Embodiments herein generally relate to workflows and services and more particularly to presenting service providers with an intuitive and natural system and method for registering their service in a way that easily creates a service database entry and that processes the service being registered into existing classification structures.
Business Process Management Systems (BPMS) are an essential part of modern businesses as they attempt to streamline and automate as much as possible the complex workflows and interactions between human and software systems. BPM encompasses a wide range of activities, from abstracting processes or process requirements into service and workflow definitions, to translating those abstract definitions into formal process descriptions, to eventually concretizing and executing those processes within a framework that supports their orchestration.
BPMS allow orchestrating services into workflows that achieve business transactions.
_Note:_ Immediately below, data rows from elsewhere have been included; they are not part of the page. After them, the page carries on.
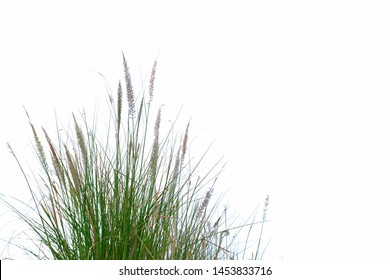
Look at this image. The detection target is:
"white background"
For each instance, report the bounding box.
[1,0,390,260]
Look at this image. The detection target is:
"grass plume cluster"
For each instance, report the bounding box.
[2,54,270,260]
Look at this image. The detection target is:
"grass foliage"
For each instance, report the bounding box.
[2,54,269,259]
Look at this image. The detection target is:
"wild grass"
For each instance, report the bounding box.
[1,53,270,260]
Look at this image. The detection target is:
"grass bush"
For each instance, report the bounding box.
[1,53,269,260]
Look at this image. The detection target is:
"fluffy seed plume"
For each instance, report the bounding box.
[152,108,161,153]
[181,122,190,163]
[122,52,135,117]
[149,60,157,102]
[150,108,161,182]
[196,187,214,220]
[72,114,87,166]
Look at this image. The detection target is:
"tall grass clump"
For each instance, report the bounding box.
[2,54,270,260]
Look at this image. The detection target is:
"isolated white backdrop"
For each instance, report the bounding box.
[1,0,390,260]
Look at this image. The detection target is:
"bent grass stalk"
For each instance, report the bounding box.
[2,54,270,259]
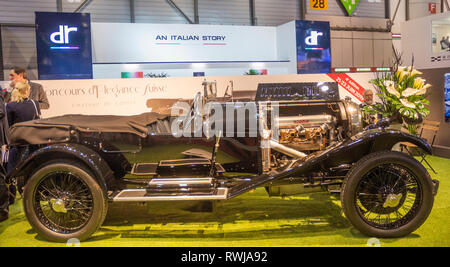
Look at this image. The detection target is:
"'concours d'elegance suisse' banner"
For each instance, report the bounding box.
[1,73,377,118]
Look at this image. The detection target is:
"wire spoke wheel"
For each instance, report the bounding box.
[341,151,435,238]
[33,172,94,234]
[24,161,108,242]
[355,164,422,230]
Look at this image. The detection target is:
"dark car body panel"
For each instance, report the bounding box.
[10,143,116,193]
[228,129,433,198]
[8,126,432,200]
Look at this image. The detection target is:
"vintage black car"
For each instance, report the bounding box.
[7,82,439,242]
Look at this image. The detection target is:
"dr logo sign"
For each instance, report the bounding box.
[305,31,324,46]
[50,25,78,44]
[35,12,93,79]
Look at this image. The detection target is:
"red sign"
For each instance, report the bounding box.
[327,73,365,102]
[429,3,437,14]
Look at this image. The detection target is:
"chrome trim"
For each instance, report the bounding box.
[159,159,211,166]
[50,199,68,214]
[149,177,213,186]
[277,114,336,129]
[112,187,228,202]
[269,140,307,158]
[130,163,158,176]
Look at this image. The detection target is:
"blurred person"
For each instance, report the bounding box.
[361,89,375,107]
[360,89,380,126]
[0,91,10,222]
[441,36,448,51]
[5,82,41,205]
[0,174,8,222]
[8,67,49,109]
[447,36,450,51]
[7,82,41,127]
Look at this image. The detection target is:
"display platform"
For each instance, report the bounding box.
[1,155,448,247]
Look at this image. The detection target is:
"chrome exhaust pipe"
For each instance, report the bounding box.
[269,140,307,158]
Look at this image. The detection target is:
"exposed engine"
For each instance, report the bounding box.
[255,82,363,155]
[278,114,337,151]
[249,82,364,196]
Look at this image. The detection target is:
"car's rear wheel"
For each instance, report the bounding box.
[23,161,107,242]
[341,151,434,238]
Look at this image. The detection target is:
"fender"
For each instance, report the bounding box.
[228,129,433,198]
[315,129,433,168]
[8,143,115,193]
[368,129,432,155]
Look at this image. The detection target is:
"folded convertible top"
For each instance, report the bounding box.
[9,112,168,145]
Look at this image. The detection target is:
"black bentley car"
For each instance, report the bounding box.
[7,82,439,242]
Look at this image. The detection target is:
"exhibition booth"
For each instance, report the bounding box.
[402,12,450,153]
[31,12,331,80]
[1,10,449,248]
[0,11,365,118]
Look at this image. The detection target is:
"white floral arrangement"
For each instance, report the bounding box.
[363,66,431,134]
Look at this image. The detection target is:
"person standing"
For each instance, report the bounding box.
[361,89,374,107]
[5,82,41,208]
[0,174,8,222]
[7,82,41,127]
[440,36,449,51]
[0,91,10,222]
[360,89,381,127]
[8,67,50,109]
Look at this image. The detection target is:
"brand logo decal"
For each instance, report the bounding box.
[431,56,442,62]
[305,31,323,46]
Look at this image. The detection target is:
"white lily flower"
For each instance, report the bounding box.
[396,67,406,79]
[402,88,418,97]
[400,98,416,108]
[411,69,423,77]
[416,85,429,96]
[398,70,408,81]
[385,83,400,98]
[397,66,407,72]
[413,78,426,88]
[422,83,432,90]
[384,80,394,87]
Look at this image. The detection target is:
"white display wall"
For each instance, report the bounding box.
[92,23,278,63]
[402,12,450,70]
[91,21,297,78]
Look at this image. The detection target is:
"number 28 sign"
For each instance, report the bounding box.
[310,0,328,10]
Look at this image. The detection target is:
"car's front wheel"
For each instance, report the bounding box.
[23,161,107,242]
[341,151,435,238]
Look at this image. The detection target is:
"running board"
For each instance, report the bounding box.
[112,188,228,202]
[147,177,213,189]
[146,177,214,195]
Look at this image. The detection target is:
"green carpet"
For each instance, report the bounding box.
[0,156,449,247]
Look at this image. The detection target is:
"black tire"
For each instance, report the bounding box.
[23,161,107,242]
[341,151,435,238]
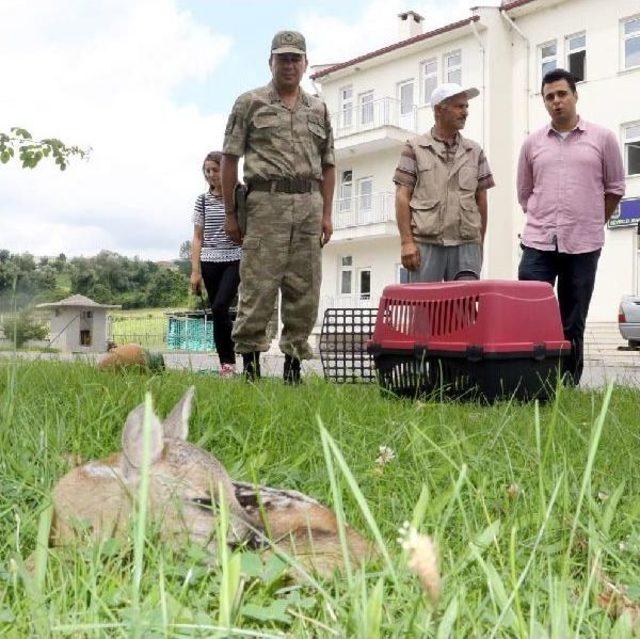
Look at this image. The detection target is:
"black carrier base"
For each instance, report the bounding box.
[373,351,566,402]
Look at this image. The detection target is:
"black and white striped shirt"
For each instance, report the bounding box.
[192,191,242,262]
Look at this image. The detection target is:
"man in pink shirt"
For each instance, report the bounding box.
[517,68,625,385]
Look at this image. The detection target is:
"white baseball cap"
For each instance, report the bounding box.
[430,83,479,107]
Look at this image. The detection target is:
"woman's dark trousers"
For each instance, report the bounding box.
[201,260,241,365]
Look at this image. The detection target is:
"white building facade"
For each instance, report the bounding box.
[310,0,640,324]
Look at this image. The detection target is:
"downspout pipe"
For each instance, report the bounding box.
[500,8,531,134]
[310,77,322,98]
[470,19,486,149]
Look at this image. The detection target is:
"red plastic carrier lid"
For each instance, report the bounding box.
[369,280,570,355]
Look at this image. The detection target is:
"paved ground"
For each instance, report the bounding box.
[581,360,640,388]
[0,349,322,379]
[1,321,637,388]
[3,342,640,389]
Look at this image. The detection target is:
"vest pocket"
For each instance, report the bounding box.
[411,200,442,239]
[458,167,478,192]
[458,196,481,241]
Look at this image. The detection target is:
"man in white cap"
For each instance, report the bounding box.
[393,83,494,281]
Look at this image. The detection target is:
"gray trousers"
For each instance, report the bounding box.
[408,242,482,283]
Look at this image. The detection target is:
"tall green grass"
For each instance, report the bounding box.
[1,360,639,637]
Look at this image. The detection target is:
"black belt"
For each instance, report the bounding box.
[247,177,320,194]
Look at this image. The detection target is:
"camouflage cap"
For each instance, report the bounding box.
[271,30,306,55]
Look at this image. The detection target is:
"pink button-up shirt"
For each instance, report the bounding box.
[517,118,625,253]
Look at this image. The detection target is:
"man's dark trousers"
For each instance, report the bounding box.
[518,246,601,386]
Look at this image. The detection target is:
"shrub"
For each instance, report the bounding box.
[1,311,48,348]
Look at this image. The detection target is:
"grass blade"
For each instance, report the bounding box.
[131,393,154,638]
[364,576,384,639]
[436,594,459,639]
[319,421,353,587]
[218,480,243,629]
[564,382,613,571]
[319,420,397,584]
[34,503,53,593]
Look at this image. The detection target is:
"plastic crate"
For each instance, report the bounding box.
[367,280,570,401]
[167,316,215,351]
[319,308,377,383]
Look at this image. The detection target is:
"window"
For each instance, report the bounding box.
[340,85,353,128]
[359,91,374,126]
[622,16,640,69]
[340,256,353,295]
[80,330,92,346]
[539,41,557,80]
[444,50,462,84]
[358,269,371,301]
[398,80,414,114]
[421,58,438,104]
[396,264,410,284]
[338,170,352,212]
[357,177,373,213]
[624,122,640,176]
[398,80,415,129]
[566,32,586,81]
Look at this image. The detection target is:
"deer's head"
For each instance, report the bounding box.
[51,386,258,552]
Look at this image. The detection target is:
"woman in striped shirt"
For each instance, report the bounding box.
[190,151,242,377]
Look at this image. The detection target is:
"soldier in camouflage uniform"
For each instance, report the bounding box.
[221,30,335,383]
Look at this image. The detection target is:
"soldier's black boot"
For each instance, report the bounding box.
[283,354,301,385]
[242,352,261,381]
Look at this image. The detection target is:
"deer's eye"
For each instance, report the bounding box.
[190,497,214,511]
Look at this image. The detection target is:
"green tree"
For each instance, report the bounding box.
[52,253,67,272]
[0,248,190,311]
[0,128,89,170]
[145,269,189,307]
[1,310,48,348]
[179,240,192,260]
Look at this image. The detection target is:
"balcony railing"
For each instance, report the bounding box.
[333,191,395,230]
[317,294,379,325]
[333,97,418,137]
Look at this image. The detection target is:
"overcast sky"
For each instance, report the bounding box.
[0,0,497,260]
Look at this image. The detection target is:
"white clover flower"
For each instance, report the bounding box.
[375,445,396,466]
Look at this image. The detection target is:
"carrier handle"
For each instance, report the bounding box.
[466,345,484,362]
[532,344,547,361]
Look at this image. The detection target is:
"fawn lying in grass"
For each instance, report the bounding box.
[51,387,370,576]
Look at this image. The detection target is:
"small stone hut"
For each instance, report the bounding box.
[37,294,121,353]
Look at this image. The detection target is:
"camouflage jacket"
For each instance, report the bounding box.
[223,81,335,181]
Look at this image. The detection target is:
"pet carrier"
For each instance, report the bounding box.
[367,280,570,401]
[319,307,378,383]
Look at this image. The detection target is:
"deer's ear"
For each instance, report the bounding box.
[162,386,194,441]
[121,401,164,477]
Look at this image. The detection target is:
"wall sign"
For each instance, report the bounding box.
[608,197,640,229]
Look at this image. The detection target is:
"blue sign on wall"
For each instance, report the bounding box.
[608,197,640,229]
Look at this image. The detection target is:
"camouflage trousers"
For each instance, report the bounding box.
[232,190,322,359]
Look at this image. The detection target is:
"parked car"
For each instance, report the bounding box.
[618,295,640,347]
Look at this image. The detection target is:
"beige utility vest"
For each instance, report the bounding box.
[407,133,482,245]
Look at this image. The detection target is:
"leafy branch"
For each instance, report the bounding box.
[0,127,90,170]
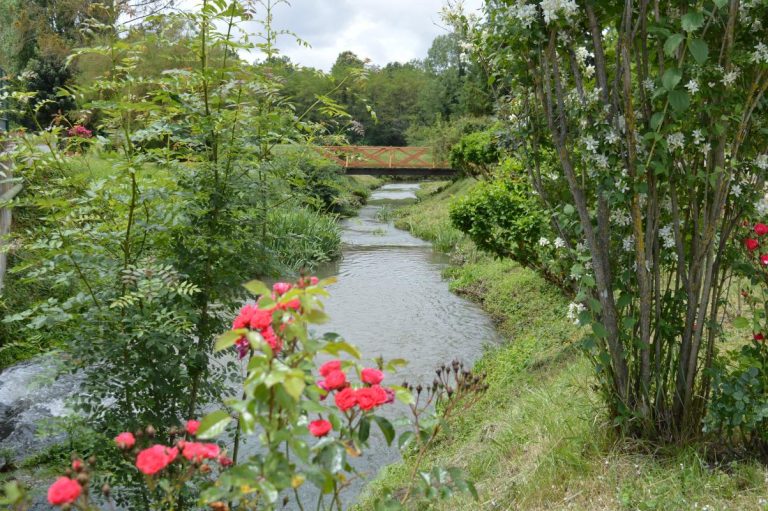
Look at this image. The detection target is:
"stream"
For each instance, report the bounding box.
[0,182,501,507]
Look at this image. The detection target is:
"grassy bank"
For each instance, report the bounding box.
[359,179,768,510]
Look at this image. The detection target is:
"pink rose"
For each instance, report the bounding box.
[114,432,136,449]
[308,419,332,437]
[361,368,384,385]
[135,445,178,475]
[47,477,82,506]
[186,419,200,436]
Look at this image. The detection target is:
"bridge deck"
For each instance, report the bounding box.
[315,146,456,176]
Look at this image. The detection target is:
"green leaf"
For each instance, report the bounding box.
[733,316,750,329]
[662,68,682,91]
[398,430,414,451]
[713,0,727,7]
[284,374,306,401]
[564,204,575,215]
[373,416,395,446]
[664,34,684,57]
[394,386,415,405]
[688,38,708,64]
[650,111,665,130]
[359,416,371,442]
[196,410,231,439]
[592,322,608,339]
[668,89,690,112]
[243,279,270,297]
[681,11,704,32]
[322,341,362,359]
[214,330,244,352]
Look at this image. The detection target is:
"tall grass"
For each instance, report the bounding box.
[266,206,341,275]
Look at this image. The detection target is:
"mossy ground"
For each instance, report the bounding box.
[358,179,768,511]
In order to reuse workflow definitions, for example for multiple domains within an organization, current business process design platforms either do not require any effort from the provider to configure their services or they require services to be developed or adapted specifically to meet the functional and reusability needs of a business process.
Business process design platforms allow orchestrating services into workflows that achieve business transactions. There are processes, e.g. document workflows, that are applicable in multiple domains within an organization, but this requires the reuse of workflow definitions which currently implies either the adaptation of individual services, or the manual selection of alternative services suited to each domain.
Specifically, from a workflow reusability point of view, the current business process design platforms fall under one of the two following categories. In the first category are platforms that do not require any effort from the provider to configure their services to the needs of a particular business process, e.g. allowing importing WSDL interfaces of the services to be orchestrated and automatically generating stubs for service invocation. As a consequence, the services and the bindings within a workflow definition must be changed for each application of the workflow. In the second category are platforms where services must be developed or adapted specifically to meet the functional and reusability needs of a business process require defining Java services and wrappers to enable the engine to interact with the services. This puts an extra burden on the service provider.